Data Access and Storage Facilities
Accessing data sources for retrieval or storage purposes is a fundamental requirement for a wide range of system processes, including indexing, transfer, transformation, and presentation. Equally, it is a main driver for clients that interface the resources managed by the system or accessible through facilities available within the system.
A large number of system components are dedicated to meet data access requirements, including services, service plugins, client-side libraries, server-side libraries, and front-end interfaces.
This document outlines the design rationale and high-level architecture of such components.
Overview
Collectively, data access and storage components provide three key facilities:
- the ability to store data in computational and storage resources managed by the system;
- the ability to retrieve data available in computational and storage resources managed by the system;
- the ability to retrieve data available in computational and storage resources outside the management regime of the system;
The facilities are provided over data with heterogeneous structure, size, and semantics:
- from unstructured data to structured data and semi-structured data;
- from small data sets to large and very large data sets;
- from document data, to statistical, biodiversity, and semantic data;
and in compliance with the following non-functional requirements:
- the requirement of secure access;
- the requirement of scalable and efficient access;
- the requirement of standards-based access;
In summary, the data access and storage components provide secure, scalable, efficient, standards-based storage and retrieval of data, where the data may be maintained by the system or outside the system and may vary in structure, size, and semantics.
Key Features
- uniform model and access API over structured data
- dynamically pluggable architecture of model and API transformations to and from internal and external data sources;
- plugins for document, biodiversity, statistical, and semantic data sources, including sources with custom APIs and standards-based APIs;
- fine-grained access to structured data
- horizontal and vertical filtering based on pattern matching;
- URI-based resolution;
- in-place remote updates;
- scalable access to structured data
- autonomic service replication with infrastructure-wide load balancing;
- efficient and scalable storage of structured data
- based on graph database technology;
- rich tooling for client and plugin development
- high-level Java APIs for service access;
- DSLs for pattern construction and stream manipulations;
- remote viewing mechanisms over structured data
- “passive” views based on arbitrary access filters;
- dynamically pluggable architecture of custom view management schemes;
- uniform modelling and access API over document data
- rich descriptions of document content, metadata, annotations, parts, and alternatives
- transformations from model and API of key document sources, including OAI providers;
- high-level client APIs for model construction and remote access;
- uniform modelling and access API over semantic data
- tree-views over RDF graph data;
- transformations from model and API of key document sources, including SPARQL endpoints;
- uniform modelling and access over biodiversity data
- access API tailored to biodiversity data sources;
- dynamically pluggable architecture of transformations from external sources of biodiversity data;
- plugins for key biodiversity data sources, including OBIS, GBIF and Catalogue of Life;
- efficient and scalable storage of files
- unstructured storage back-end based on MongoDB for replication and high availability, automatic balancing for changes in load and data distribution, no single points of failure, data sharding;
- no intrinsic upper bound on file size;
- standards-based and structured storage of files
- POSIX-like client API;
- support for hierarchical folder structures;
Subsystems
Data access and storage components cluster within the following subsystems, where each subsystem specialises along the structure or the semantics of the data:
- the Tree-Based Access subsystem
- groups components that implement access and storage facilities for structured data of arbitrary semantics, origin, and size.

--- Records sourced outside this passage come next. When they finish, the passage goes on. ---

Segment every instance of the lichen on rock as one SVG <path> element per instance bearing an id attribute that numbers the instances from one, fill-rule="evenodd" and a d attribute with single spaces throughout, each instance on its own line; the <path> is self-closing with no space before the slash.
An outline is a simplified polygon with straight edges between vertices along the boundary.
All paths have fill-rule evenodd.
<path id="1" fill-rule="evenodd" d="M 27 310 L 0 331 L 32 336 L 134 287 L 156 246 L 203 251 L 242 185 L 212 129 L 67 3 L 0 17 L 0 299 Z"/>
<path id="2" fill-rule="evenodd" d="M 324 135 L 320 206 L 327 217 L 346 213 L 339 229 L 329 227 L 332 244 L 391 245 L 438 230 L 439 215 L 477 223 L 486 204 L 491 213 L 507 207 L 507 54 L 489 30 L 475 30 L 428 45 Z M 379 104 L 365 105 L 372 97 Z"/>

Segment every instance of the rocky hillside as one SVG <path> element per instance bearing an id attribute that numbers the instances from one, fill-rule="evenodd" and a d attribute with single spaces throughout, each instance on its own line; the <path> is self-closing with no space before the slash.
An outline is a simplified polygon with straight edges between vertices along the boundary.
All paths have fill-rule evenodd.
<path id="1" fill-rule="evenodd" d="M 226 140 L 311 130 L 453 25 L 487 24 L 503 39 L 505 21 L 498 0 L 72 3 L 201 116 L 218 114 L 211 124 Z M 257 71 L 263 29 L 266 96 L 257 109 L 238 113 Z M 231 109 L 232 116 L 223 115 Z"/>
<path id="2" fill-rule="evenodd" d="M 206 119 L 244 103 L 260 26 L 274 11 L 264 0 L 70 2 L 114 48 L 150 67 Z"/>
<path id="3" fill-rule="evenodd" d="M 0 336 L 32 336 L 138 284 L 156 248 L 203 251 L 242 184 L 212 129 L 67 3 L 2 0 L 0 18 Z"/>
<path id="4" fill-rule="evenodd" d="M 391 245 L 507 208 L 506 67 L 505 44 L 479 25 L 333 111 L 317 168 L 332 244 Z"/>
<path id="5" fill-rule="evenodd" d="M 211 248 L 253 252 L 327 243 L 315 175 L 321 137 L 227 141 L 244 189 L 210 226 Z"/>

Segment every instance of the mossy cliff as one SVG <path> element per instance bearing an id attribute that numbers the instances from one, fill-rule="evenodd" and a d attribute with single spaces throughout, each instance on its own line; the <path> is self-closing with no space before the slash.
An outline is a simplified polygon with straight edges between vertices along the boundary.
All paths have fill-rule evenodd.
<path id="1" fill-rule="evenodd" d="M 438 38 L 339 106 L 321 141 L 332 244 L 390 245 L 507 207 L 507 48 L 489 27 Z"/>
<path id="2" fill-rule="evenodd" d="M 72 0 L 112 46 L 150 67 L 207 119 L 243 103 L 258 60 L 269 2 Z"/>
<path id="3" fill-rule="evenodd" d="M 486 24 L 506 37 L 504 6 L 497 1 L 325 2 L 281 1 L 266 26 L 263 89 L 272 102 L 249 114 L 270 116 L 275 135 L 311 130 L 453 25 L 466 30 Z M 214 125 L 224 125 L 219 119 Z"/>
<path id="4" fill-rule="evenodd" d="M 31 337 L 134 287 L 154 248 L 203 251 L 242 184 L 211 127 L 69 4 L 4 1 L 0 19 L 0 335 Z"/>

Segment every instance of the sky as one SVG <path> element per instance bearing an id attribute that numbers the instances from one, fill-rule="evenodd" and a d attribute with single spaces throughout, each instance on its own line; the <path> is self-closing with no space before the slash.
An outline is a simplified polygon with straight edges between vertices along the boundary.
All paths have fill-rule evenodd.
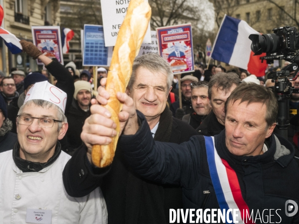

- The subsystem focuses on uniform access to structured data for cross-domain processes, including but not limited to system processes.
- A subset of the components build on the generic interface and specialise it to data with domain-specific semantics, including document data and semantic data.
- the Biodiversity Access subsystem
- groups components that implement access and storage facilities for structured data with biodiversity semantics and arbitrary origin and size;
- The subsystem focuses on uniform access to biodiversity data for domain-specific processes and feeds into the Tree-Based Access subsystem.
- the File-Based Access subsystem
- groups components that implement access and storage facilities for unstructured data with arbitrary semantics and size;
- The subsystem focuses on storage and retrieval of bytestreams for arbitrary processes, including but not limited to system processes.